Hume approaches topics in metaphysics and epistemology via his theory of ideas and the cognitive faculties. In metaphysics, his primary interest is in questions not of the form ‘What is X?’ but of the form ‘What can we conceive X to be?’ His best-known contribution is his argument that causation, as far as we can conceive it, is just regular succession among objects or events, plus our habit of inferring one object or event from another. He also made important contributions concerning space and time, existence, identity, substances, and free will. In epistemology, his primary interest is in questions of the form ‘Which of our cognitive faculties is responsible for our belief in X?’ His best-known contribution is his argument that habit, not reason, engages us to suppose that unobserved events will resemble observed ones (a view concerning what philosophers now call induction). He also made important contributions concerning the distinction between the a priori and the a posteriori, belief in the external world, and religious belief.

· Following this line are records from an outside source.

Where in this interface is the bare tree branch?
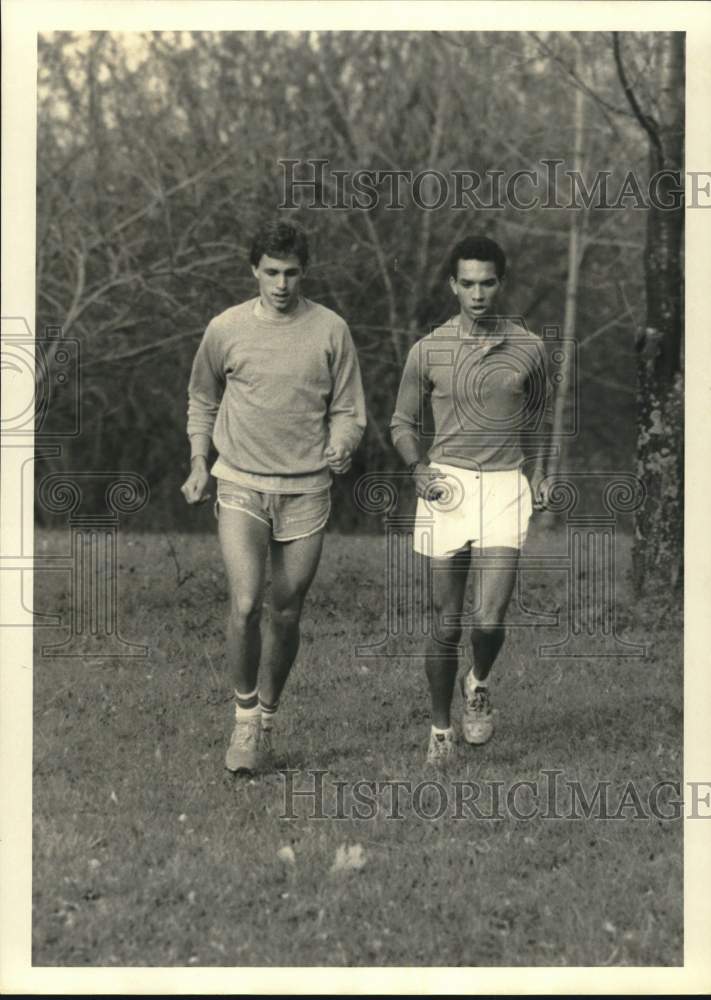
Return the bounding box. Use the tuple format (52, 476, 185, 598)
(612, 32, 663, 161)
(528, 31, 628, 133)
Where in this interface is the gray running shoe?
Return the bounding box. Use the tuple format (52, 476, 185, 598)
(225, 715, 261, 773)
(460, 676, 494, 745)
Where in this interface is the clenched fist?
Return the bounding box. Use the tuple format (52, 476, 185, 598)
(181, 459, 211, 505)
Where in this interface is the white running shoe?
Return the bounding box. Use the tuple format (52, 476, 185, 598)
(426, 728, 456, 765)
(460, 674, 494, 745)
(225, 715, 261, 773)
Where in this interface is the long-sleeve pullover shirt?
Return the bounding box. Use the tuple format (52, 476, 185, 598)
(390, 316, 552, 472)
(187, 297, 366, 493)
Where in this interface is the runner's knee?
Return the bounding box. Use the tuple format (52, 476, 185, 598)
(270, 604, 302, 632)
(472, 621, 506, 640)
(229, 595, 262, 630)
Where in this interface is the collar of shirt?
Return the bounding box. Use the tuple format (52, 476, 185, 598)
(253, 296, 306, 322)
(456, 316, 507, 353)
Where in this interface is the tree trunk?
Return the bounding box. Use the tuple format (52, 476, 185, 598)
(615, 32, 684, 594)
(550, 45, 585, 480)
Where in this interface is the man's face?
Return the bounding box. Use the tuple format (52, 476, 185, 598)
(449, 258, 502, 326)
(252, 254, 304, 315)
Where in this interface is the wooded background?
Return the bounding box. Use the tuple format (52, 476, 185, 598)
(35, 30, 684, 590)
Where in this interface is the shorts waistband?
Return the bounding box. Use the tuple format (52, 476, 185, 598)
(430, 463, 524, 479)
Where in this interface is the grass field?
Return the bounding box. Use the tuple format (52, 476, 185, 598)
(32, 523, 682, 967)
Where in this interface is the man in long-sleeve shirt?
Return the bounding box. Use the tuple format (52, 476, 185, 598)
(390, 235, 552, 765)
(182, 220, 366, 774)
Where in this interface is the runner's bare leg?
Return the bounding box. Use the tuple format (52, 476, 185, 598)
(469, 547, 519, 681)
(259, 530, 325, 707)
(218, 507, 270, 693)
(425, 548, 471, 729)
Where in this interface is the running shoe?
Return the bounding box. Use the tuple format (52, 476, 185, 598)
(460, 674, 494, 745)
(225, 715, 262, 773)
(426, 727, 456, 765)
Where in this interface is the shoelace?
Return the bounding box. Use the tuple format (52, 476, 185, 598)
(234, 723, 260, 747)
(469, 690, 491, 713)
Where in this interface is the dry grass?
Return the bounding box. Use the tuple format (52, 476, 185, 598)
(32, 525, 682, 966)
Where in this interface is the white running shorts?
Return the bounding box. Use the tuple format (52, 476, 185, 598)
(412, 464, 533, 559)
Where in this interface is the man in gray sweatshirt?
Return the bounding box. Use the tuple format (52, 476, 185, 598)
(182, 219, 366, 774)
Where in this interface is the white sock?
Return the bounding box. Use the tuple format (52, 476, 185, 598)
(432, 725, 453, 738)
(466, 670, 488, 693)
(259, 695, 279, 731)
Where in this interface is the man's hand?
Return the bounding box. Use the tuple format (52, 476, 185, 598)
(529, 468, 550, 512)
(325, 443, 352, 475)
(181, 458, 211, 505)
(413, 462, 447, 500)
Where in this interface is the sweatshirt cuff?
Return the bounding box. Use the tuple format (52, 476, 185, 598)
(329, 421, 365, 455)
(390, 423, 417, 447)
(188, 433, 211, 459)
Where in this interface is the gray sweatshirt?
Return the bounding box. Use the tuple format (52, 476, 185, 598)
(187, 297, 366, 492)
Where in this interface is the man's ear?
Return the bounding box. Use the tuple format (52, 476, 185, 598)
(251, 265, 259, 280)
(448, 275, 457, 296)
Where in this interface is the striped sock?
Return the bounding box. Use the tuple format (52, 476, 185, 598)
(234, 687, 259, 719)
(259, 695, 279, 731)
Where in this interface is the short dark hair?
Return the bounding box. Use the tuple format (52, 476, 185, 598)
(448, 236, 506, 280)
(249, 219, 309, 268)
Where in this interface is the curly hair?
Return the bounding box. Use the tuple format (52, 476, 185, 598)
(448, 236, 506, 280)
(249, 219, 309, 268)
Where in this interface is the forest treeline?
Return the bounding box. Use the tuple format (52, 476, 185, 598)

Books that discuss Hume's views about a range of topics in metaphysics and epistemology (construed broadly, so as to include philosophy of mind, action and language) include Stroud 1977, Garrett 1997 and Allison 2008. Fogelin 1985 and Loeb 2002 are devoted to his epistemology. For three different approaches to his theory of causation, see Blackburn 1990, Kail 2007 and Millican 2009. For two different approaches to his argument about induction, see Owen 1999 and Peter Millican's article 'Hume's Sceptical Doubts Concerning Induction,' in Millican 2001.
Three introductory books that take quite different approaches to Hume's metaphysics and epistemology are Ayer 1980, Blackburn 2008 and Wright 2009. Norton & Taylor 2006 contains helpful introductory articles on Hume's views about several topics in metaphysics and epistemology.